You can download Creative freelancing e-book here.

Monday, September 15, 2008

Monday - quote day

"No more important duty can be urged upon those who are entering the great theater of life than simple loyalty to their best convictions."

- Edwin Hubbell Chapin

Sunday, September 14, 2008

It's 03:43 AM

and I am in front of my Mac. Definitely not the right place to be at is time of day. I worked all day yesterday giving out leaflets to earn extra cash as this month will be an extremely difficult time for all of us.

My eyes are very sore and my body is aching. I have taken Charlie for two emergency walks so far, he is being sick, and wants to go out all the time. I'm staying up to make sure that he is taken out when he wants to. I can't afford to take him to the vets and I'm hoping that it is simply a very bad case of upset stomach.
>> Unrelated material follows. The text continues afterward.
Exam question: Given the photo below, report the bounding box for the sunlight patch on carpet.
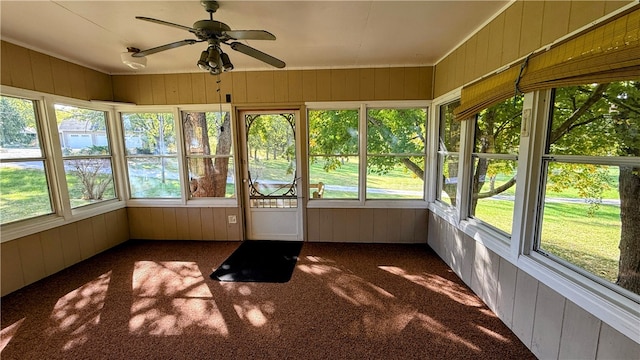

The flowers on the windowsill are dead. They have been for the last two days but I did not have the energy, or time, or willpower to do anything about it. The floor is dirty and the apartment seems to stink, at least to me. I am cold and I don't know what to do with myself, weekend is the only time I can actually sleep in and get some rest, unfortunately not this weekend.

The cigarettes are running out and I don't want to be the bad wife of smoking them all by myself so I'm eating apples to stop the surge for a cigarette. My hair needs washing, but probably for a first time in my life, I am not bothered by it. I'm too tired to take a bath. My shoes are too tight on my feet, and I'm wearing my coat while sitting indoors, I probably look like I've just escaped an asylum. The dogs and my darling husband are snoring away while I am trying to be productive while being in a very barren state of mind.

I hope my life will reward me soon for all my efforts in the things I do, otherwise, I might simply become another burned-out 23 year old. I am so tired of existing.

Friday, September 12, 2008

The silly quiz knows better than I do?




You Belong in Paris



Stylish and expressive, you were meant for Paris.

The art, the fashion, the wine!

Whether you're enjoying the cafe life or a beautiful park...

You'll love living in the most chic place on earth.



Oh dear... I did not think I belong to any city at all! Yes I love Chanel, French wine, good cheese and art galleries, but hey I am not classy! I love the parks and the cafes, but there are more parks in London... Well good thing is, I don't believe everything I read...

Thursday, September 11, 2008

The Portrait Of A Lady

Beautiful costumes but utterly boring. Probably the most boring film I've seen in my entire life. Usually the name Nicole Kidman in the leading role meant (at least to me) that it is going to be a fascinating film. This however was an exception to the rule.

The film was so slow in everything that it was in a sense good for watching at bed time, because anyone, watching this while being tired at the end of the day would fall asleep.

I can not deny the costumes were lovely, but the whole plot, what were they thinking? The love is not love and there is no other real love, everything is cold, characters are more like paper dolls than real people. It is very true, that Nicole, did her best in trying to be this cold emotionless creature, but it did not work in fact not one character did, not one relationship made sense.

I was so bored with this film, that I feel bored just writing about it, and then, why should I write about it? We all know I'd rather praise than condemn, so I think the message is clear, this film is not to be watched unless you are trying to fall asleep. Tally 100% dull.